DPH may require payment of a fee, to be determined by the agency in the forthcoming regulations, to pay the costs of administering these new requirements.  

Importantly for manufacturers and distributors subject to the Massachusetts reporting system, the Massachusetts legislature through this amendment to the law has instructed DPH to no longer require reporting by manufacturers and distributors of information that has already been disclosed under the federal Sunshine Act.  This follows the federal pre-emption provisions under the Sunshine Act and will please many manufacturers who are concerned about dual reporting requirements for states that have transparency laws.  DPH will be able to obtain such information from the federal Sunshine database, nevertheless, so companies must still plan to expand and modify their tracking and reporting systems for the much broader scope of reporting that will be due under the Sunshine Act, once final regulations are issued by the Centers for Medicare and Medicaid Services (“CMS”). CMS postponed the tracking requirements  until January 1, 2013.  

Finally, the amended legislation requires DPH to make data filed by companies in annual reports publicly available more quickly and in an easily searchable format on its website no later than 90 days. 

The state budget also includes modification to the Massachusetts anti-kickback statute that had previously prohibited the provision of coupons and vouchers for prescription medications to be used by Massachusetts residence. The prohibition has been lifted as long as the coupon or voucher is not for a medication that is available in a generic equivalent form and does not favor any particular retail pharmacies. 

There was opposition to this change a group of “consumer advocates” including Healthcare for All, the National Physicians Alliance, Community Catylist, and AARP sent letters to the legislature and governor asking for him to veto this section,  but a stronger group of small businesses and restaurants, life science companies and patient groups including the Association of Clinical Researchers and Educators advocated for the partial repeal and finally succeeded. 

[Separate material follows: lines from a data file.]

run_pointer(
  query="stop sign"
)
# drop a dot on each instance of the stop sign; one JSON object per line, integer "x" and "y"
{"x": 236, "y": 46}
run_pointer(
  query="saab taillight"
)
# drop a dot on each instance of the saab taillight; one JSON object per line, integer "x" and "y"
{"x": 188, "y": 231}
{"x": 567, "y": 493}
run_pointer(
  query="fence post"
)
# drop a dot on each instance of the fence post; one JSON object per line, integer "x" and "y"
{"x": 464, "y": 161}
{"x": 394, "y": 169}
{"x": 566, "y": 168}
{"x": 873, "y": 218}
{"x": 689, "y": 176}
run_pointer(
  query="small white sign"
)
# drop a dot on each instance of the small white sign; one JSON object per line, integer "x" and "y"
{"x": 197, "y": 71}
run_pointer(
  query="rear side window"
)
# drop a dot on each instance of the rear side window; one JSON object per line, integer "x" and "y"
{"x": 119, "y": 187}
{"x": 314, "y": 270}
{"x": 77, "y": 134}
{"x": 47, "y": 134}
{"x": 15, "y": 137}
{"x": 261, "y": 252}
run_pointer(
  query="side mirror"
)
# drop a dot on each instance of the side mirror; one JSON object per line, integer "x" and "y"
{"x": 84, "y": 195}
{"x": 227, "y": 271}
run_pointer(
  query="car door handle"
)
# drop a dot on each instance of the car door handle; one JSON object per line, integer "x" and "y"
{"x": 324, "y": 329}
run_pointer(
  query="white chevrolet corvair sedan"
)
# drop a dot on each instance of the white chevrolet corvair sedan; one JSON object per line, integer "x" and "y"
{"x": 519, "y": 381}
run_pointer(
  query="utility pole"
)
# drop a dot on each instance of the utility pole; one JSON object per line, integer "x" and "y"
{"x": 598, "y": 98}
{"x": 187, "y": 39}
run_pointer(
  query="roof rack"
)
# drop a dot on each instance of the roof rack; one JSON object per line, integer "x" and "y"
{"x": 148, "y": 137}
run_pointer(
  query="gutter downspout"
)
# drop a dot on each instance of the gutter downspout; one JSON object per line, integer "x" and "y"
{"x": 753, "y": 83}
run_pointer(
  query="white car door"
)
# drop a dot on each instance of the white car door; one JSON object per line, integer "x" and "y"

Massachusetts should be applauded for taking a step in the right direction to encourage more physician-industry collaboration and remove unnecessary and duplicative burdens that will hinder medical progress and only hurt patients. Bill Mandell, a health law attorney at Pierce & Mandell, P.C. in Boston, notes “the modifications to Chapter 111N [the Gift Ban Law] just passed keeps intake the mandate on companies to adopt and follow a Code of Conduct but aligns Massachusetts with general industry ethical standards in effect nationally on non-CME events with food; the new law will thus end the outlier treatment of Massachusetts physicians, restaurants, hotels, convention centers without totally gutting the basic requirements established under the original 2006 law intended to protect Massachusetts consumers from increasing health care costs.”       

While critics believe the PCOC should remain intact, these concerns are misguided, particularly for educating healthcare providers, as numerous studies have shown that commercial support does not create bias.  Moreover, critics who claim that meals influence doctors to prescribe brand name drugs forget that over 75% of medicines prescribed are generics, and that educational programs exist to educate healthcare professionals about new breakthroughs, data, clinical trials, and treatments.  

In addition, parts of the Massachusetts gift ban still remains intact, which should provide critics with security, particularly since the Sunshine Act contains no such provision.  Ultimately, as DeLeo recognized, the gift ban as originally enacted was “an overreaction.”  Now, “it’s time to correct the situation.”  Times have changed.  Transparency is now the norm and companies have embraced this and are geared toward Sunshine.  With healthcare reform moving forward, physicians need truthful and accurate scientific education and manufacturers are in the best position to provide this information.